[행사/세미나] 인공지능대학원 전문가 초청 세미나 ( Dr. Young Jin Kim @ Microsoft, 12/1(금) 13:30~15:00)
⦁ Title: Multilinguality in Large Language Models: What’s in There and How to Better Utilize
⦁ Speaker: Dr. Young Jin Kim @ Microsoft
⦁ Time : 2023 Dec 1st 13:30 ~ 15:00
⦁ Location: Hybrid
- In-person: 26312
- Online: https://us02web.zoom.us/j/89171293854?pwd=K3hVWTlWcWIxaENXajVwdTFWY0svQT09 (Passcode: 995021)
⦁ Language: English speech & English slides
Generative Large Language Models (LLMs) have achieved remarkable advancements in various NLP tasks, yet their performance have predominantly been assessed within the realm of English-specific applications. In this talk, I delve into the multilingual capabilities of LLMs, focusing on the domain of multilingual machine translation.
The initial segment of the talk encompasses a thorough evaluation of the multilingual performance of the GPT models, encompassing factors such as model quality compared to both cutting-edge research and commercial systems. I will delve into the impact of the various prompting strategies, assess robustness against domain shifts, and investigate document-level translation. I will also highlight distinctive characteristics inherent in GPT-based generation.
Transitioning to the second part of the discussion, I will introduce strategies for enhancing existing English-centric LLMs to proficiently handle multilingual tasks, especially for those with moderate model sizes, such as those with 7B or 13B parameters. Despite efforts in previous studies to augment the translation capabilities of these moderate LLMs, their gains have remained limited. In this talk, I will show a novel fine-tuning approach for LLMs eliminating the need for the abundant parallel data that traditional translation models usually depend on. The approach consists of two fine-tuning stages: initial fine-tuning on monolingual data followed by subsequent fine-tuning on a small set of high-quality parallel data. The method is called Advanced Language Model-based trAnslator (ALMA) and the model can achieve an average improvement of more than 12 BLEU and 12 COMET over its zero-shot performance across 10 translation directions from the WMT’21 (2 directions) and WMT’22 (8 directions) test datasets. The performance is significantly better than all prior work and even superior to the NLLB-54B model and GPT-3.5-text-davinci-003, with only 7B or 13B parameters. This method establishes the foundation for a novel training paradigm in multilingual augmentation for LLMs.

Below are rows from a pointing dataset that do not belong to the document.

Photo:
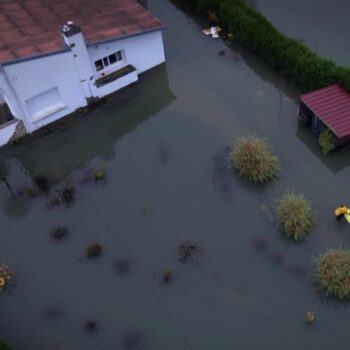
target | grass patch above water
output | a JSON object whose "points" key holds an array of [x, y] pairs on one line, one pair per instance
{"points": [[251, 156], [333, 273], [295, 216]]}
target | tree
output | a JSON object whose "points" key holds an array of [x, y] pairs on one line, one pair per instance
{"points": [[4, 174]]}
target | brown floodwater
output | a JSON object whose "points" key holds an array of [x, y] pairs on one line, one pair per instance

Young Jin Kim is a Principal Researcher at Microsoft where he develops machine learning models with state-of-the-art techniques. His recent research focus includes designing efficient and effective algorithms and model architectures for large scale language models. Young received his Ph.D. from Georgia Institute of Technology for his research in deep learning and high-performance computing.